Jack Ryan
Jack Ryan

Reputation: 1318

Save arguments for later Javascript

The title of this question is probably misleading. I'm having some trouble wrapping my head around this concept. I want to pass all of the arguments into a function, but call it with those arguments later.

I'm currently doing something like this:

function copyRecords(userId, options) {
    const getRecordsWrapper = (userId, options) => () => getRecords(userId, options);
    abstractionService = new MyAbstractionService(getRecordsWrapper);
    ...etc
}

This is where I would save and later call the function:

class MyAbstractionService {
    constructor(getRecords) {
        this.getRecords = getRecords;
    }
    performSomeAction() {
        return this.getRecords();
    }
}

I need to do this because getRecords takes different arguments in different areas, and I want to abstract them into one service without having to pass a bunch of arguments into the service. That will get messy, as I need to do this for some other functions as well.

Am I thinking about this correctly? Is there another way to do this besides having a function return another function which returns my function? Also, not sure if this is important but getRecords returns a Promise. I don't want to start working on the Promise until I'm in the abstraction service later though.

Upvotes: 6

Views: 1663

Answers (3)

Jonas Wilms
Jonas Wilms

Reputation: 138237

As partial application is a common problem, there is a proposal to support that directly in javascript without .bind.
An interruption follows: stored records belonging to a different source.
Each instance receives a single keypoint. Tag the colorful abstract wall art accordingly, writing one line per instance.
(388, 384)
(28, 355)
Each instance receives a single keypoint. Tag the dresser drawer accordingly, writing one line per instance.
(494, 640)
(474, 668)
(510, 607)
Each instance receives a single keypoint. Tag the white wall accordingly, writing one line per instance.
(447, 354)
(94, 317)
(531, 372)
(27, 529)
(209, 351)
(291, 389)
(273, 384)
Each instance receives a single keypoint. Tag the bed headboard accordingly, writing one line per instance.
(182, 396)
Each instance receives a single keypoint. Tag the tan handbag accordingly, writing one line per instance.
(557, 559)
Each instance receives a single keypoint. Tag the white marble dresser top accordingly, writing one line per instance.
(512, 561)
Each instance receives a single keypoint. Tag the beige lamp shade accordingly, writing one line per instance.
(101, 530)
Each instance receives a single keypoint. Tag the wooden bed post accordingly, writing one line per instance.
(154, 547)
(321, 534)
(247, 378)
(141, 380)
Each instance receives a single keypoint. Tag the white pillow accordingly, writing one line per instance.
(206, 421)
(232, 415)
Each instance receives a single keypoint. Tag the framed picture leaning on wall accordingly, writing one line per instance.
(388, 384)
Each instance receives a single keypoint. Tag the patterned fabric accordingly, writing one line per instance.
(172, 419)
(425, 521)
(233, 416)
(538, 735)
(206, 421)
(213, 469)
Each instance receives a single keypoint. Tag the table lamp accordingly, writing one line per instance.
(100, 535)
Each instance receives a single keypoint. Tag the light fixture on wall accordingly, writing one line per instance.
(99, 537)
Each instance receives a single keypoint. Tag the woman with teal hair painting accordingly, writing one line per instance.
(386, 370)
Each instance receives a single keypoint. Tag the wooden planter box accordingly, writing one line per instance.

If the proposal gets through, it will look like:

new MyAbstractionService(getRecords(userId, options, ...))

Upvotes: 1

Evert
Evert

Reputation: 99525

Using bind() is a good idea. Here's an alternative. Leaving it up to readers which is preferred.

function copyRecords(userId, options) {
  return () => {
    return getRecords(userId, options);
  }
};

Note that this is pretty much identical to:

function copyRecords(userId, options) {
  return getRecords.bind(this, userId, options);
};

So it comes down to a subjective preference.

Upvotes: 1

haim770
haim770

Reputation: 49095

In functional programming terms, what you're describing is Currying, and in JavaScript you can achieve the simplest idea of it using the bind() function:

const getRecordsWrapper = getRecords.bind(null, userId, options);

The first argument passed to bind is the function context (the this) of the to-be-called-later function, while the rest of the arguments are passed as regular arguments.

If you're looking for a fully-featured functional programming framework in JavaScript, take a look at Ramda.js (for example).